Cross-constituency queries reduced from 4 days to 40 seconds, 40 hours/month reconciliation eliminated, 680 duplicate records resolved, Board reporting now reproducible and documented

Six Databases, One Organization: CRM Consolidation for a Healthcare Nonprofit

By Diosh LequironHealthcare Nonprofit (Anonymized)May 2026
Key Outcomes

Cross-constituency queries reduced from 4 days to 40 seconds

40 hours/month reconciliation eliminated

680 duplicate records resolved

Board reporting now reproducible and documented

A healthcare nonprofit running six separate databases for six different constituencies — donors, volunteers, patients, program participants, partner organizations, and staff — discovered the cost of that fragmentation when it tried to answer a simple question: "Which of our donors have also volunteered this year?" The question required a four-day manual cross-reference across three systems. The four-month consolidation that followed reduced that query to forty seconds and eliminated six reconciliation processes that had collectively consumed forty hours of staff time per month.

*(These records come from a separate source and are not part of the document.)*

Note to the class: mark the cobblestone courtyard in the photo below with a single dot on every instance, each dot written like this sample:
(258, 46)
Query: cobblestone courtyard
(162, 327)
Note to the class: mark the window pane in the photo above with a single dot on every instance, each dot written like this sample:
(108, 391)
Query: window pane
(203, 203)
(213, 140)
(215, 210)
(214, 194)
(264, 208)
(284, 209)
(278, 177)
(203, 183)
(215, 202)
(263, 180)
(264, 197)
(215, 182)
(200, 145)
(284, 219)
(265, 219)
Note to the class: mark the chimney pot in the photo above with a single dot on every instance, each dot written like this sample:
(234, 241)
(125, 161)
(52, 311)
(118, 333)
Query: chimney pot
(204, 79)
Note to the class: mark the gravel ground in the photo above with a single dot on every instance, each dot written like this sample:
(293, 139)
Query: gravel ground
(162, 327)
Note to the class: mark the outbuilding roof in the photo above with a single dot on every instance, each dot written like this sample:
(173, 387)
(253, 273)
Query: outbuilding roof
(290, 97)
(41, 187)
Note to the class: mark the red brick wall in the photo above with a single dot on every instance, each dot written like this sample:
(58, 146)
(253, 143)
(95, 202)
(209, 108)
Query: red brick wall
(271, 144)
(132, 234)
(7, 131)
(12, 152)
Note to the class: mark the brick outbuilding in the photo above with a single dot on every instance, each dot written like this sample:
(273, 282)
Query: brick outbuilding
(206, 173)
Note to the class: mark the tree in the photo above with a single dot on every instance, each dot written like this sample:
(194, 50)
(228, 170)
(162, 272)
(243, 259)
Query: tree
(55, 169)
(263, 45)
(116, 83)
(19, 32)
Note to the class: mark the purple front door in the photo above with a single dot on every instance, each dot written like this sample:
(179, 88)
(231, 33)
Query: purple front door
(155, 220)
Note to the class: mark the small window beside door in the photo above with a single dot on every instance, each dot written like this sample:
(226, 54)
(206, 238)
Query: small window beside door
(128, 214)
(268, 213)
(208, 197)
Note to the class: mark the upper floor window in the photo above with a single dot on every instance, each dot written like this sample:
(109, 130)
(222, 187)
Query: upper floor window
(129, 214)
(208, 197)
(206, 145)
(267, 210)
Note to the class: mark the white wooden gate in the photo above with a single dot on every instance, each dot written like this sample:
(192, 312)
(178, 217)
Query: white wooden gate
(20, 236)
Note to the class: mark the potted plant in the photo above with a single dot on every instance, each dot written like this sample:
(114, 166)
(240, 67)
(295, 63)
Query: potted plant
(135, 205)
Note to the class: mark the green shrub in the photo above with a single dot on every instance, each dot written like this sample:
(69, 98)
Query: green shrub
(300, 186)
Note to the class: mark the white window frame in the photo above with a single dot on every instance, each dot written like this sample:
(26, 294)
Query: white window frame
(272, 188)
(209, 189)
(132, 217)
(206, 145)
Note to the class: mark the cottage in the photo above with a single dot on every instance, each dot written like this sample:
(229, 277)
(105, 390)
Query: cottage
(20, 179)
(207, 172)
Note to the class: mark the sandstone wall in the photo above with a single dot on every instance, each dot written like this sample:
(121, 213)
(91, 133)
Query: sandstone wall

The organization had grown through program expansion rather than infrastructure design. Each new program had arrived with its own data requirements, its own reporting needs, and often its own database — sometimes a new system, sometimes a spreadsheet that had grown too complex to remain a spreadsheet. The databases were not chosen to be incompatible; they became incompatible through the accumulation of independent decisions made by program managers who needed tools to run their programs and had no mandate to consider organizational data architecture. The result was six sources of truth for six partial views of the organization's reality, and no way to see the whole.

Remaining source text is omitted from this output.